Spencer (2021 | UK| 116 minutes | Pablo Larrain)
The title card calls Spencer a “haunted fable inspired by a true life tragedy”, but director Pablo Larraín films it like a straight-up psychological horror movie. It’s all low angles, alienating empty spaces, and a conspicuous number of dead pheasants. Set over the Christmas holiday with the Royals, the three-day span at Sandringham is bathed in perpetual fog, literal and mental, and there are ghosts all around.
We first meet Kristin Stewart in her command performance as Princess Diana oddly lost on the country roads surrounding both her own childhood home and the royal manor. Incongruously, she’s driving herself in her convertible Porsche to a dreaded uptight family gathering mired in staunch traditions. At this point, her marriage to Prince Charles is drawing its last gasps and the constant glare of the press and the palace minders have made shreds of her sanity.
Stewart’s portrayal of the princess is anything but subtle, but her ability to look phenomenal in clothing makes her the perfect muse for this fashion plate fantasia. She’s all crooked shoulders, indirect gazes, and twitchy mannerisms. Emphasizing Diana’s crippling bulimia, the film sets a simple soup course to Jonny Greenwood’s unnerving and oppressive jazz score and turns it into a nightmare of body horror and beautiful gowns sprawled across lavatory tiles. Elsewhere, drawing sharp contrasts, Larraín cuts to the team of dedicated chefs who prepare, with military precision, elaborate meals that they hope will please the princess. She regurgitates them tragically into toilet bowls with upsetting regularity.

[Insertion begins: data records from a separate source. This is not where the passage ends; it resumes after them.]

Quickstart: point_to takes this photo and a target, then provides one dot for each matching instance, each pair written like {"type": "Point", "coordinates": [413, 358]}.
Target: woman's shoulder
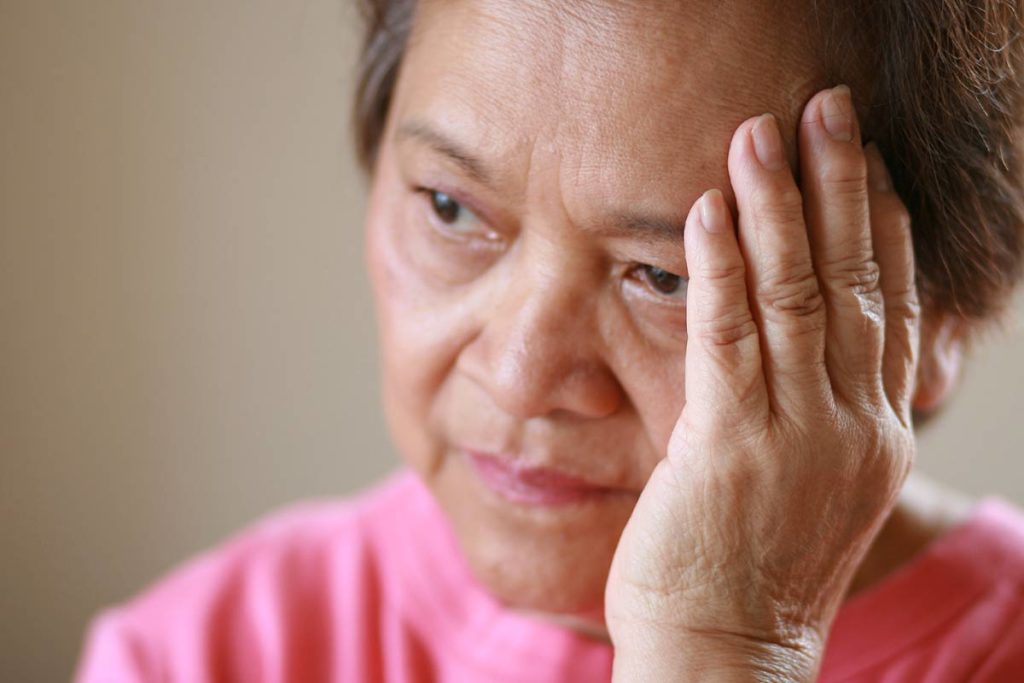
{"type": "Point", "coordinates": [954, 612]}
{"type": "Point", "coordinates": [284, 578]}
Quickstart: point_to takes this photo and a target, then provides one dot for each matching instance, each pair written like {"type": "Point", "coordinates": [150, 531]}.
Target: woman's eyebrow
{"type": "Point", "coordinates": [442, 143]}
{"type": "Point", "coordinates": [651, 227]}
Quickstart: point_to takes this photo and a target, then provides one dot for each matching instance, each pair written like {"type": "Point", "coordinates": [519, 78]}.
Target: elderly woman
{"type": "Point", "coordinates": [664, 289]}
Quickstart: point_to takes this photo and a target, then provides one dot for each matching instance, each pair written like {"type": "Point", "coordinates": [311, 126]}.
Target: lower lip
{"type": "Point", "coordinates": [532, 487]}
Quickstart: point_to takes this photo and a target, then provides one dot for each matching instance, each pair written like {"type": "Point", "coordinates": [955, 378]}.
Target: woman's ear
{"type": "Point", "coordinates": [941, 359]}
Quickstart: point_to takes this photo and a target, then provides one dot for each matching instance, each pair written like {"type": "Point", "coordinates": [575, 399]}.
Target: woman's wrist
{"type": "Point", "coordinates": [649, 654]}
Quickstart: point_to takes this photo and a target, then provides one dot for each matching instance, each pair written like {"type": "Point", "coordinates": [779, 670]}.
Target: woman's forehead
{"type": "Point", "coordinates": [621, 92]}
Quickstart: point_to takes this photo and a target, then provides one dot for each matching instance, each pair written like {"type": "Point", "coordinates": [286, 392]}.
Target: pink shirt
{"type": "Point", "coordinates": [375, 589]}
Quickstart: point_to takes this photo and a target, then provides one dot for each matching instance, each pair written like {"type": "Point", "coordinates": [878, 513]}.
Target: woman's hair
{"type": "Point", "coordinates": [938, 84]}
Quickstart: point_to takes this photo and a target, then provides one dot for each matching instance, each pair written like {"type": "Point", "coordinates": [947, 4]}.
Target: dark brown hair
{"type": "Point", "coordinates": [938, 83]}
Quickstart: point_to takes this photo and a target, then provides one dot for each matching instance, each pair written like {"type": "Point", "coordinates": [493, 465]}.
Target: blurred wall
{"type": "Point", "coordinates": [185, 332]}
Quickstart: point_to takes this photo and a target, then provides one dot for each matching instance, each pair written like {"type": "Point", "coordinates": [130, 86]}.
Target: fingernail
{"type": "Point", "coordinates": [713, 211]}
{"type": "Point", "coordinates": [768, 142]}
{"type": "Point", "coordinates": [878, 172]}
{"type": "Point", "coordinates": [837, 114]}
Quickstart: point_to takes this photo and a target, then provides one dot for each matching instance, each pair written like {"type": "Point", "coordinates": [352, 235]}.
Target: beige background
{"type": "Point", "coordinates": [185, 331]}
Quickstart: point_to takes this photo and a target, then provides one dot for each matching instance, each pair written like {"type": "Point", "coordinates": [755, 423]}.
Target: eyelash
{"type": "Point", "coordinates": [644, 269]}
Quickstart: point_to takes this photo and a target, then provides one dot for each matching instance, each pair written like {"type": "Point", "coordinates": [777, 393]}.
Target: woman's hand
{"type": "Point", "coordinates": [796, 436]}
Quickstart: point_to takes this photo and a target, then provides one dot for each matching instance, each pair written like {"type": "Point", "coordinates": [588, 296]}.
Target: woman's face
{"type": "Point", "coordinates": [524, 241]}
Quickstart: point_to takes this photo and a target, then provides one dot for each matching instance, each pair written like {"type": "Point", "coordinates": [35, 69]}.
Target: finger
{"type": "Point", "coordinates": [724, 376]}
{"type": "Point", "coordinates": [834, 179]}
{"type": "Point", "coordinates": [783, 288]}
{"type": "Point", "coordinates": [894, 251]}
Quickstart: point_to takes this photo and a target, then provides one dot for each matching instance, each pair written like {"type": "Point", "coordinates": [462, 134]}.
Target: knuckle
{"type": "Point", "coordinates": [727, 329]}
{"type": "Point", "coordinates": [723, 273]}
{"type": "Point", "coordinates": [846, 177]}
{"type": "Point", "coordinates": [796, 295]}
{"type": "Point", "coordinates": [859, 274]}
{"type": "Point", "coordinates": [777, 204]}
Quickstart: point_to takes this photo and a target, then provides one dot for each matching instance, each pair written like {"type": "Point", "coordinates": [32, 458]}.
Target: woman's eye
{"type": "Point", "coordinates": [452, 213]}
{"type": "Point", "coordinates": [666, 283]}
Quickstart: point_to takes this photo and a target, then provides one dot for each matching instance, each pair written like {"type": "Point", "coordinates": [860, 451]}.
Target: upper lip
{"type": "Point", "coordinates": [538, 475]}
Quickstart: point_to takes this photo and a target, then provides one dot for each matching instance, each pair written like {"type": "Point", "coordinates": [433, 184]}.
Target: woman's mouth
{"type": "Point", "coordinates": [531, 485]}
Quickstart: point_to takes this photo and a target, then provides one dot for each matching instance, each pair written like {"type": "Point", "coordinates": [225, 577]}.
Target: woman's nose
{"type": "Point", "coordinates": [540, 350]}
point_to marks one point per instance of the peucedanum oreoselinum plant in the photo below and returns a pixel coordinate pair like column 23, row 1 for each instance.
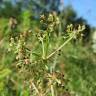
column 35, row 55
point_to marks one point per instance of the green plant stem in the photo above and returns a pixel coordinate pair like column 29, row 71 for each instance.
column 71, row 37
column 52, row 91
column 43, row 50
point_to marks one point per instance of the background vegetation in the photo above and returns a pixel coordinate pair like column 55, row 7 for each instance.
column 29, row 33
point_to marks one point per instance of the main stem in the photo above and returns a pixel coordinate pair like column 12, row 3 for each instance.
column 61, row 46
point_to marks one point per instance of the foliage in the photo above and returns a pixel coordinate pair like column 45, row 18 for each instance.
column 45, row 58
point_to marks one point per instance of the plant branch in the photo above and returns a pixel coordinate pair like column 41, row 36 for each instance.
column 60, row 46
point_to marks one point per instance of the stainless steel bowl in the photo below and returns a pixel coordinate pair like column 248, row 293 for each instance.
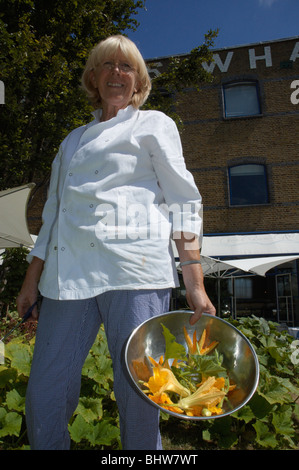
column 239, row 357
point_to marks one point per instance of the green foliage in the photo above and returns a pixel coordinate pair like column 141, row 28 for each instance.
column 44, row 48
column 270, row 419
column 12, row 272
column 95, row 421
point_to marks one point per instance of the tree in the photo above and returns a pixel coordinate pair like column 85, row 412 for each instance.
column 44, row 46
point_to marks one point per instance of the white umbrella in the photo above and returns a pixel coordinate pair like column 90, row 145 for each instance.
column 13, row 222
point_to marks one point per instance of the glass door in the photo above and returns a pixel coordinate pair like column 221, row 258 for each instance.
column 284, row 297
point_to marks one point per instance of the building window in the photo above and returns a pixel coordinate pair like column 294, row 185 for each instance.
column 248, row 185
column 241, row 99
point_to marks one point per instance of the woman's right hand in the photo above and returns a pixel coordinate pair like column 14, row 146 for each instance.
column 29, row 291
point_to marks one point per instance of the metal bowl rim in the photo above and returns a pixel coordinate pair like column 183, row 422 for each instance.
column 185, row 417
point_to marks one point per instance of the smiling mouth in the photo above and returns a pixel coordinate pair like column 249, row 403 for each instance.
column 115, row 85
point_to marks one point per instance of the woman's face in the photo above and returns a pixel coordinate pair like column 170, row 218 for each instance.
column 116, row 80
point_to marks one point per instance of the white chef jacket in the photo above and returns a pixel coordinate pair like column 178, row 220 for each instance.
column 118, row 190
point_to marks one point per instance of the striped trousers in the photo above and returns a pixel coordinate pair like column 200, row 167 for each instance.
column 66, row 331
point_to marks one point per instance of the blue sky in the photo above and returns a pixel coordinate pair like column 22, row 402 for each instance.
column 170, row 27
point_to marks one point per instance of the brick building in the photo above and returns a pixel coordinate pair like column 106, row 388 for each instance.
column 241, row 142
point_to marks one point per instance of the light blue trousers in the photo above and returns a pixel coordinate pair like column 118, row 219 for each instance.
column 66, row 332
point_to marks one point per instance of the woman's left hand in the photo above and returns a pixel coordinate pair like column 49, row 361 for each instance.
column 199, row 302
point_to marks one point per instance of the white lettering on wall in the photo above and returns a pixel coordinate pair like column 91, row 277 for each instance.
column 223, row 67
column 154, row 72
column 295, row 53
column 295, row 94
column 267, row 57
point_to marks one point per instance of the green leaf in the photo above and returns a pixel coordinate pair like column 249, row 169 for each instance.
column 15, row 401
column 264, row 436
column 80, row 429
column 10, row 423
column 282, row 422
column 7, row 375
column 104, row 434
column 173, row 350
column 20, row 356
column 89, row 408
column 245, row 414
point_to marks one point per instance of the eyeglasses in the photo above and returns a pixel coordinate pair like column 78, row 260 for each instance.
column 122, row 66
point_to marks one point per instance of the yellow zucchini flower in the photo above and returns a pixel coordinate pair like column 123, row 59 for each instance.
column 207, row 395
column 163, row 380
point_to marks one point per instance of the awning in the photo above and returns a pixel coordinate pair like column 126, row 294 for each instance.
column 260, row 244
column 257, row 266
column 13, row 223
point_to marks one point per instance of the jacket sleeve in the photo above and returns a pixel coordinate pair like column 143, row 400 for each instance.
column 180, row 192
column 49, row 212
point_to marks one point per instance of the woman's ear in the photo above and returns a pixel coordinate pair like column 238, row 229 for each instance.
column 92, row 78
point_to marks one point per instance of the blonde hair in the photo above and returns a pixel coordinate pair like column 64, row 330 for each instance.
column 107, row 48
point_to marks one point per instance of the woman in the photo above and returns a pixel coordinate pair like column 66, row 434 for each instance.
column 119, row 190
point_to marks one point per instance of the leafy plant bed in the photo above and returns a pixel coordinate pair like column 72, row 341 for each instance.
column 268, row 421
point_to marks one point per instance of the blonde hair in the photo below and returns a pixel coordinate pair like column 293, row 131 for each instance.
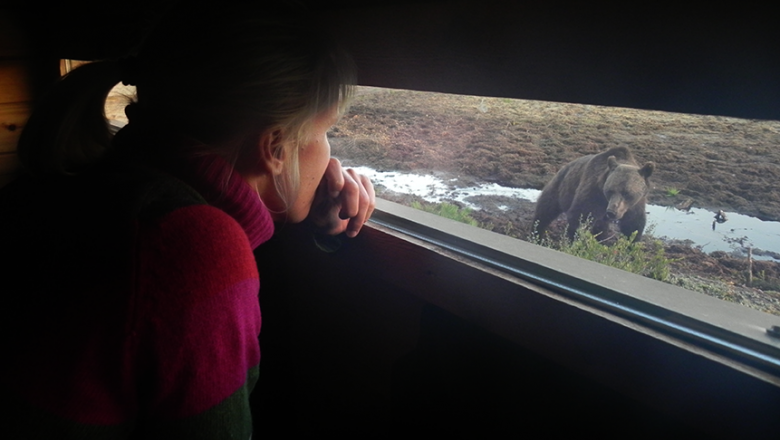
column 216, row 79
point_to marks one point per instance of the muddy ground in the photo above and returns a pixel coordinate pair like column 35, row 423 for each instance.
column 701, row 161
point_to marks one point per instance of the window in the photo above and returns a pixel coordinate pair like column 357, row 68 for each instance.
column 465, row 142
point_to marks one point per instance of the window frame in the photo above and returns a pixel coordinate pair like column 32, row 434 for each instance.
column 727, row 333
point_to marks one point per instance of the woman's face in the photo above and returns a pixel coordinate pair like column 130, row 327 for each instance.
column 313, row 158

Although Larraín’s sympathies are certainly with her, his depiction of Diana in crisis is not entirely sympathetic. She’s perpetually late to everything, both as inability to resist self-sabotage and as small acts of rebellion against the family’s oppressive attempts at control. She behaves oddly and increasingly resists family customs. You can see why the Windsors’ patience with this erratic publicly adored in-law has reached its limits.
Most of Diana’s complaints against the family are implied or occur offscreen; so she spends much of her screen time reactive and alone, further enhancing the unreliability of the narration as her breaks with reality intensify. Timothy Spall’s ghoulish Major Gregory, brought in to monitor her behavior, is always lurking. A beloved confidant/dresser played by Sally Hawkins is unceremoniously taken away from her, limiting any moments of healthy companionship. One of the few direct interactions comes in the form of an absolutely gutting conversation across a billiards table with Charles in which he coldly outlines the grim state of their relationship and their differing approaches to the life-draining responsibilities of modern royalty.
Stewart allows some light to return to her eyes during the rare moments that Diana spends with her sons, but even here she conveys a such sense of desperation to escape that it’s clear that her unspooling state is placing an heavy and undue burden on her beloved boys. As tensions peak, we see Diana tromping around the dewy grounds at night, exploring decaying mansions, seeing visions of Anne Boleyn, and weighing the value of her life through fashion montages. We all know there’s no happily ever after to this dark tale, but as it culminates with a declaration of love, a cheeky confrontation, a fantasy escape sequence, and what seems like a small imagined reclamation of agency, you can’t begrudge Larraín’s for trying to give her one.